Insgesamt jedenfalls werden durch erhöhten parazellulären Transport mehr Nährstoffe – die seltenen Zucker, aber auch Aminosäuren und Peptide – in kürzerer Zeit durch die Darmwand geschleust und sorgen so für die hohe Effizienz des eigentlich kurzen Darms der Vögel und der Fledermäuse. Natürlich dürfte der unselektive parazelluläre Transport bei aller Effizienz nicht nur Vorteile haben, geben die Forscher zu bedenken: Auch energetisch nicht verwertbare oder gar toxische Substanzen überwinden parazellulär die Darmwand, während sie in einem dichter schließenden, mit selektiven Transportern versehenen Darm von nicht fliegenden Säugetieren unbeachtet bleiben und unschädlich wieder ausgeschieden werden.

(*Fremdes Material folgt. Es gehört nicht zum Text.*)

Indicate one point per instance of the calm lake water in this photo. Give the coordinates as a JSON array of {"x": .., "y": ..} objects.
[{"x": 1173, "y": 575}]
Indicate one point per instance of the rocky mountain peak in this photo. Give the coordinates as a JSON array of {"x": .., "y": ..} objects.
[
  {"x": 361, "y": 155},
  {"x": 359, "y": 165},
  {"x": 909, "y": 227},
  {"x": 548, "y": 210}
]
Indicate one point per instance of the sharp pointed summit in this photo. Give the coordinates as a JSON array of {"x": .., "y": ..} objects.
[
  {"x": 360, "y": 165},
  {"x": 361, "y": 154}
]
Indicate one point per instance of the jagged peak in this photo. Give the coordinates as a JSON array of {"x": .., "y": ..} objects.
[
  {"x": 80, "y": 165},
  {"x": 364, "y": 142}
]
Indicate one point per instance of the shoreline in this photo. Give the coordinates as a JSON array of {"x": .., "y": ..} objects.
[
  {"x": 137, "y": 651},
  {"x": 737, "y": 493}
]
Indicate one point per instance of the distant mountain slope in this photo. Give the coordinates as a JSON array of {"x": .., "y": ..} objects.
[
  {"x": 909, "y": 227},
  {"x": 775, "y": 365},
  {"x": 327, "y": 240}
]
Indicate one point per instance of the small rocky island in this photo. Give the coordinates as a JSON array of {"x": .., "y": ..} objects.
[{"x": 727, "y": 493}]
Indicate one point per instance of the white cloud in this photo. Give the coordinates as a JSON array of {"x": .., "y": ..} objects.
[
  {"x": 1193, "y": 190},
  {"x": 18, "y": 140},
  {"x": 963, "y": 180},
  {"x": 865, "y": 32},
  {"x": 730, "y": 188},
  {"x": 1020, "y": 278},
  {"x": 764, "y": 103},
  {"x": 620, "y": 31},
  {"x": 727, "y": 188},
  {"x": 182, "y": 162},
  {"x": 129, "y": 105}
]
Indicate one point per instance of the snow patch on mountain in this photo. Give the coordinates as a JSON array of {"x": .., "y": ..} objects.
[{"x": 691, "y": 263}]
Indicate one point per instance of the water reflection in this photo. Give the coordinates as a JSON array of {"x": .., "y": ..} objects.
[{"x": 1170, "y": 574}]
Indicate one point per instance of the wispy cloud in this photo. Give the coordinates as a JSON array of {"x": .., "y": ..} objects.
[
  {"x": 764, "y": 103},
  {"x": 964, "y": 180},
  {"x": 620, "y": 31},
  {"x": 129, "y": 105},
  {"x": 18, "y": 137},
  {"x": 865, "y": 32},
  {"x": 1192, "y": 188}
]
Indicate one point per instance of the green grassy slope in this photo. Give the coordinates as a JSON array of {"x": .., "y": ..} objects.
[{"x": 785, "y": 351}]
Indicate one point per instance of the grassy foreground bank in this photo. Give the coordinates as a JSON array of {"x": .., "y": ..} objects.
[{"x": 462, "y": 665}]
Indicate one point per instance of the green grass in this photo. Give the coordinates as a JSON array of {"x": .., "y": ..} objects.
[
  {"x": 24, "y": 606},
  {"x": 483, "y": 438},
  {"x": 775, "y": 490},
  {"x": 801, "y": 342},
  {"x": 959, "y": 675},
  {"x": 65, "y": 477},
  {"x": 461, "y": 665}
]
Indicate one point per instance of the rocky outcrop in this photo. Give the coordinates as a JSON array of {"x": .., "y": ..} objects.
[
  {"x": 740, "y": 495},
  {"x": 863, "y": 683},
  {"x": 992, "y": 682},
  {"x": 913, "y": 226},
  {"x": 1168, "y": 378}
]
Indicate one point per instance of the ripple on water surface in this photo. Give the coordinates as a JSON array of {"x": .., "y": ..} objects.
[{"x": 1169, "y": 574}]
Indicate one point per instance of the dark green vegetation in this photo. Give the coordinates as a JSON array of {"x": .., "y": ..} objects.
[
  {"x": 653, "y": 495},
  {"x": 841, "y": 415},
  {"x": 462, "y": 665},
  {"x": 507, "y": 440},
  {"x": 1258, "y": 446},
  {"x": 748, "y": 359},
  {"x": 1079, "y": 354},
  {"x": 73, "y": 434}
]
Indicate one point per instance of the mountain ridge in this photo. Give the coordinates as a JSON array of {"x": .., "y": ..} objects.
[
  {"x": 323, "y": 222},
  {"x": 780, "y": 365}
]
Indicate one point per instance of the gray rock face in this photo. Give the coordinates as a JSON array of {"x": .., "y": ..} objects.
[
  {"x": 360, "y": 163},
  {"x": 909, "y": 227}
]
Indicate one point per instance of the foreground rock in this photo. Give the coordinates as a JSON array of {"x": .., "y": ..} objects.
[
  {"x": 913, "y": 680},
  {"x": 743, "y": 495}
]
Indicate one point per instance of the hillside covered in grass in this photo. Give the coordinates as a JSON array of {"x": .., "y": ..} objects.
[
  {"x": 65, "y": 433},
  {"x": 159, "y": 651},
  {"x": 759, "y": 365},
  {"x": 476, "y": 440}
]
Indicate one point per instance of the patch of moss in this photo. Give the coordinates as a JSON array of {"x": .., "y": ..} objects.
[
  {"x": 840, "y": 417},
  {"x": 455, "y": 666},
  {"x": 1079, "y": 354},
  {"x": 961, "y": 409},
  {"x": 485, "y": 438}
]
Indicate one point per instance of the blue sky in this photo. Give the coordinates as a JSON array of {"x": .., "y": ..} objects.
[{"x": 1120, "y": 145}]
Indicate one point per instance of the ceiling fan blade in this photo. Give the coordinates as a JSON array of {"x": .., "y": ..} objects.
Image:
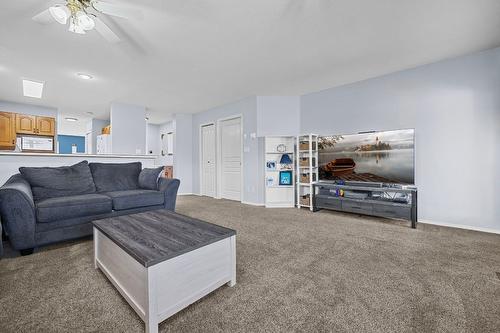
[
  {"x": 116, "y": 10},
  {"x": 105, "y": 31},
  {"x": 43, "y": 17}
]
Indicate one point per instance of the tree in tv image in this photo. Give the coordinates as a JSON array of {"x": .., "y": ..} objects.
[{"x": 386, "y": 156}]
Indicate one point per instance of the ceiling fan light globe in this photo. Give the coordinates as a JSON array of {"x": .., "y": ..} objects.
[
  {"x": 85, "y": 21},
  {"x": 74, "y": 27},
  {"x": 60, "y": 13}
]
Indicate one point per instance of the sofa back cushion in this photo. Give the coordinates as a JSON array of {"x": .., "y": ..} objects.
[
  {"x": 50, "y": 182},
  {"x": 148, "y": 178},
  {"x": 110, "y": 177}
]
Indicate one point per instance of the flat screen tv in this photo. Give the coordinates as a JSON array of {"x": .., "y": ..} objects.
[{"x": 382, "y": 157}]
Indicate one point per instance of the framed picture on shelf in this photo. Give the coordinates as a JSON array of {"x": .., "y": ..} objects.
[
  {"x": 286, "y": 177},
  {"x": 269, "y": 181},
  {"x": 271, "y": 165}
]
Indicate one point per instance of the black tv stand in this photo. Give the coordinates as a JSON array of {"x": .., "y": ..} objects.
[{"x": 376, "y": 199}]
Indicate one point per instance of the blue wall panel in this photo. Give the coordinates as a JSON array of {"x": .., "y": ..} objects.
[{"x": 66, "y": 141}]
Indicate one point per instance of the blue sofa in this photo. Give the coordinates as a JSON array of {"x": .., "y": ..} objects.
[{"x": 40, "y": 206}]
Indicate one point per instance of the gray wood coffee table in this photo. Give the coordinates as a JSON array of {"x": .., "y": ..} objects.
[{"x": 161, "y": 261}]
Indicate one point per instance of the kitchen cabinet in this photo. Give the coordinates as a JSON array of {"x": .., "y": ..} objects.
[
  {"x": 27, "y": 124},
  {"x": 45, "y": 126},
  {"x": 7, "y": 131}
]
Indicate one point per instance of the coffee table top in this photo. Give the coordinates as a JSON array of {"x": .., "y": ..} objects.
[{"x": 159, "y": 235}]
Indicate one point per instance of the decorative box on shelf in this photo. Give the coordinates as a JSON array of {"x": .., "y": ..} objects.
[
  {"x": 304, "y": 145},
  {"x": 279, "y": 171},
  {"x": 305, "y": 199},
  {"x": 307, "y": 166},
  {"x": 304, "y": 161},
  {"x": 306, "y": 177}
]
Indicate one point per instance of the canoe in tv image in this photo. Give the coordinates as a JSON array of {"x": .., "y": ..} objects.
[{"x": 386, "y": 156}]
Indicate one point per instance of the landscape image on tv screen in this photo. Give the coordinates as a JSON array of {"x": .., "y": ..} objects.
[{"x": 386, "y": 157}]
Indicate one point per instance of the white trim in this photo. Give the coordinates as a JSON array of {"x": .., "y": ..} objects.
[
  {"x": 219, "y": 157},
  {"x": 200, "y": 156},
  {"x": 252, "y": 204},
  {"x": 460, "y": 226}
]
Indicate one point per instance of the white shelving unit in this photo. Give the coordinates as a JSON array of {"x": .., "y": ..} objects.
[
  {"x": 307, "y": 168},
  {"x": 279, "y": 195}
]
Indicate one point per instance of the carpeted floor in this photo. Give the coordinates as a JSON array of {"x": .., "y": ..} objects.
[{"x": 296, "y": 271}]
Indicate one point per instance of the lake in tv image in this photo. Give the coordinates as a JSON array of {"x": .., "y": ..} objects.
[{"x": 386, "y": 156}]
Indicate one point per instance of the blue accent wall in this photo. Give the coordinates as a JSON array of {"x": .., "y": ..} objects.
[{"x": 66, "y": 141}]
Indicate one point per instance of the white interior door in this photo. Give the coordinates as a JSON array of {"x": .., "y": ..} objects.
[
  {"x": 208, "y": 161},
  {"x": 230, "y": 136}
]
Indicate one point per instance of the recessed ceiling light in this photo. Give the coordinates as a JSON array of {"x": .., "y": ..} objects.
[
  {"x": 32, "y": 88},
  {"x": 84, "y": 76}
]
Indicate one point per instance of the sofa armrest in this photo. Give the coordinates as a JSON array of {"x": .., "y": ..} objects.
[
  {"x": 17, "y": 210},
  {"x": 169, "y": 187}
]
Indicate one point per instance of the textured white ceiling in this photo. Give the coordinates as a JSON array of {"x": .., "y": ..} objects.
[{"x": 190, "y": 55}]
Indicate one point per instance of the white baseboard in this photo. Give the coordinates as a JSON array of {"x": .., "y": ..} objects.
[
  {"x": 252, "y": 203},
  {"x": 461, "y": 226}
]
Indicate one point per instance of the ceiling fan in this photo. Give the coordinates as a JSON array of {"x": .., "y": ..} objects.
[{"x": 83, "y": 16}]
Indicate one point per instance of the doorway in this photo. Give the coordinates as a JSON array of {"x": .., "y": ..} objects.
[
  {"x": 230, "y": 143},
  {"x": 208, "y": 160}
]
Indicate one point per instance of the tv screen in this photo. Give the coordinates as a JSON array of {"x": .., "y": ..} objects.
[{"x": 386, "y": 157}]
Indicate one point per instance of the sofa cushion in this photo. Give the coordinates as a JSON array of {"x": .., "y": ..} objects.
[
  {"x": 54, "y": 209},
  {"x": 110, "y": 177},
  {"x": 60, "y": 181},
  {"x": 135, "y": 198},
  {"x": 148, "y": 178}
]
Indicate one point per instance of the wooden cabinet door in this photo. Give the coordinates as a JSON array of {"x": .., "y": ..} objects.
[
  {"x": 25, "y": 124},
  {"x": 7, "y": 130},
  {"x": 45, "y": 126}
]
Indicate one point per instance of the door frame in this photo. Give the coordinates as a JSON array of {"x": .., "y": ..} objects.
[
  {"x": 219, "y": 157},
  {"x": 200, "y": 156}
]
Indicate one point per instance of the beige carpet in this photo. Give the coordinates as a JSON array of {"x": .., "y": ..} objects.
[{"x": 296, "y": 271}]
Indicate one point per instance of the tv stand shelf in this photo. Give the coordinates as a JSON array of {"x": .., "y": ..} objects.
[{"x": 390, "y": 201}]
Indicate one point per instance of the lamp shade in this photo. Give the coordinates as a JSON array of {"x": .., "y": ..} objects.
[
  {"x": 85, "y": 21},
  {"x": 285, "y": 159},
  {"x": 60, "y": 13}
]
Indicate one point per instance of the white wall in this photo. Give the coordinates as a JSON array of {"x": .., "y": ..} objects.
[
  {"x": 94, "y": 128},
  {"x": 153, "y": 139},
  {"x": 183, "y": 152},
  {"x": 164, "y": 129},
  {"x": 454, "y": 106},
  {"x": 278, "y": 115},
  {"x": 128, "y": 128},
  {"x": 65, "y": 127}
]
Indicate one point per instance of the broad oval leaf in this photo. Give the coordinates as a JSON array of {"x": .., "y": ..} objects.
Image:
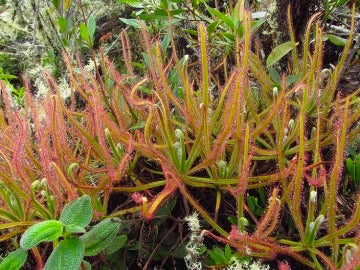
[
  {"x": 15, "y": 260},
  {"x": 279, "y": 52},
  {"x": 67, "y": 255},
  {"x": 100, "y": 236},
  {"x": 78, "y": 212},
  {"x": 47, "y": 230},
  {"x": 117, "y": 243}
]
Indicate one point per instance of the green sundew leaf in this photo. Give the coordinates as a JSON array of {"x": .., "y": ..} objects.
[
  {"x": 91, "y": 26},
  {"x": 340, "y": 3},
  {"x": 100, "y": 236},
  {"x": 7, "y": 76},
  {"x": 68, "y": 254},
  {"x": 279, "y": 52},
  {"x": 224, "y": 18},
  {"x": 138, "y": 126},
  {"x": 47, "y": 230},
  {"x": 63, "y": 25},
  {"x": 84, "y": 32},
  {"x": 78, "y": 212},
  {"x": 227, "y": 253},
  {"x": 87, "y": 265},
  {"x": 350, "y": 167},
  {"x": 131, "y": 22},
  {"x": 15, "y": 260},
  {"x": 217, "y": 255},
  {"x": 292, "y": 79},
  {"x": 117, "y": 243},
  {"x": 336, "y": 40},
  {"x": 132, "y": 3}
]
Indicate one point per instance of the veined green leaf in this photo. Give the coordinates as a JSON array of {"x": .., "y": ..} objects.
[
  {"x": 132, "y": 3},
  {"x": 78, "y": 212},
  {"x": 67, "y": 255},
  {"x": 132, "y": 22},
  {"x": 47, "y": 230},
  {"x": 91, "y": 26},
  {"x": 279, "y": 52},
  {"x": 117, "y": 243},
  {"x": 224, "y": 18},
  {"x": 100, "y": 236},
  {"x": 15, "y": 260},
  {"x": 84, "y": 32},
  {"x": 62, "y": 23}
]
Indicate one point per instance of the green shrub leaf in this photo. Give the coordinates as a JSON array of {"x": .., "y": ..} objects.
[
  {"x": 15, "y": 260},
  {"x": 78, "y": 212},
  {"x": 67, "y": 255},
  {"x": 84, "y": 32},
  {"x": 91, "y": 26},
  {"x": 278, "y": 52},
  {"x": 47, "y": 230},
  {"x": 117, "y": 243},
  {"x": 100, "y": 236}
]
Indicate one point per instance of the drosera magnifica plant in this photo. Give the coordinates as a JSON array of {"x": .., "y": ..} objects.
[
  {"x": 233, "y": 137},
  {"x": 71, "y": 241}
]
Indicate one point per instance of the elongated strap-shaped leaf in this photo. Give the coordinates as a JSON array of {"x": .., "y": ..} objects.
[
  {"x": 78, "y": 212},
  {"x": 15, "y": 260},
  {"x": 279, "y": 52},
  {"x": 100, "y": 236},
  {"x": 47, "y": 230},
  {"x": 67, "y": 255}
]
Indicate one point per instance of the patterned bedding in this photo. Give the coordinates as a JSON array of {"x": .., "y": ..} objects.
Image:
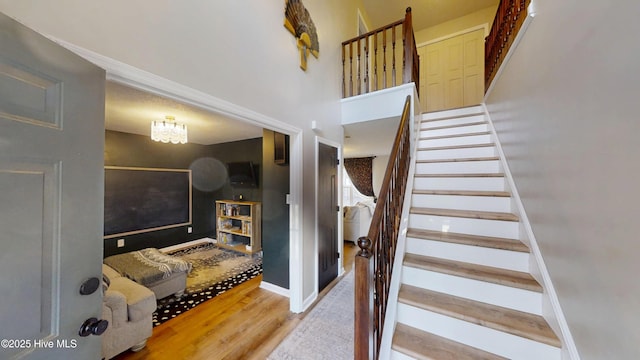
[{"x": 147, "y": 266}]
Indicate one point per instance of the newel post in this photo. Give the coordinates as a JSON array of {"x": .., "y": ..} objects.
[{"x": 363, "y": 337}]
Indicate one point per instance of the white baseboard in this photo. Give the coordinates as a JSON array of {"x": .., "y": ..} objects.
[{"x": 274, "y": 288}]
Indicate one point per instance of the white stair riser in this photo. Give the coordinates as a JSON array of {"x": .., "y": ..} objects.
[
  {"x": 495, "y": 294},
  {"x": 454, "y": 141},
  {"x": 472, "y": 110},
  {"x": 490, "y": 340},
  {"x": 454, "y": 130},
  {"x": 480, "y": 203},
  {"x": 459, "y": 183},
  {"x": 483, "y": 151},
  {"x": 505, "y": 259},
  {"x": 482, "y": 227},
  {"x": 452, "y": 121},
  {"x": 459, "y": 167}
]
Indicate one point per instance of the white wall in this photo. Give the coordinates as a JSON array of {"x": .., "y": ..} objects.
[
  {"x": 565, "y": 110},
  {"x": 238, "y": 51}
]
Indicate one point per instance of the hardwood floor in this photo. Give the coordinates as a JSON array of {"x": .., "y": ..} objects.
[{"x": 246, "y": 322}]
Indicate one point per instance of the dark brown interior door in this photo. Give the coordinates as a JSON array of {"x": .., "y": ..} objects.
[{"x": 327, "y": 215}]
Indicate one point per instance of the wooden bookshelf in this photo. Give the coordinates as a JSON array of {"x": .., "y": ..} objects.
[{"x": 239, "y": 225}]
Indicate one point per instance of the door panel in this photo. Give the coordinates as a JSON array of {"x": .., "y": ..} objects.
[
  {"x": 434, "y": 78},
  {"x": 454, "y": 74},
  {"x": 51, "y": 194},
  {"x": 473, "y": 67},
  {"x": 327, "y": 215}
]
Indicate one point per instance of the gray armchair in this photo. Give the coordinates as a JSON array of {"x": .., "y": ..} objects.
[{"x": 128, "y": 307}]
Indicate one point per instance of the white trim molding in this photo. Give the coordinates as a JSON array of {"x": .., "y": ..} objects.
[
  {"x": 484, "y": 27},
  {"x": 541, "y": 269},
  {"x": 131, "y": 76}
]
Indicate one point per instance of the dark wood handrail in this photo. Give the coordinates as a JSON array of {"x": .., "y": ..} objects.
[
  {"x": 365, "y": 52},
  {"x": 509, "y": 19},
  {"x": 374, "y": 261}
]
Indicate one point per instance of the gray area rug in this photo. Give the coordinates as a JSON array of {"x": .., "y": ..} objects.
[{"x": 326, "y": 332}]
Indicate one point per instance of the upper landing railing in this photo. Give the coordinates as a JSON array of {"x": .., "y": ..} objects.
[
  {"x": 509, "y": 19},
  {"x": 370, "y": 61}
]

Es wäre spannend zu untersuchen, ob Vögel wegen ihres effektiven, aber gefährlich durchlässigen Darms vielleicht auf kompensierende Verhaltensweisen angewiesen sind, die sie zum Beispiel dazu verdammen, auf Experimente mit unbekannten, potenziell schädliche Substanzen enthaltene Nahrungsstoffe eher einmal zu verzichten. Der Vogeldarm hätte seinem Besitzer damit bestimmte ökologische Nischen versperrt. Eines aber verlangt er nicht: Ist ungefährlich scheinende Kost vorhanden, dann wird reingehauen wie ein Weltmeister. Eben wie ein Spatz: Der Durchschnittswildvogel verschlingt, das haben Forscher schon vor längerer Zeit herausgefunden, um satt zu werden etwa ein Drittel mehr Trockenfutter pro Körpergewicht als ein mittelmäßiger nichtfliegender Säuger.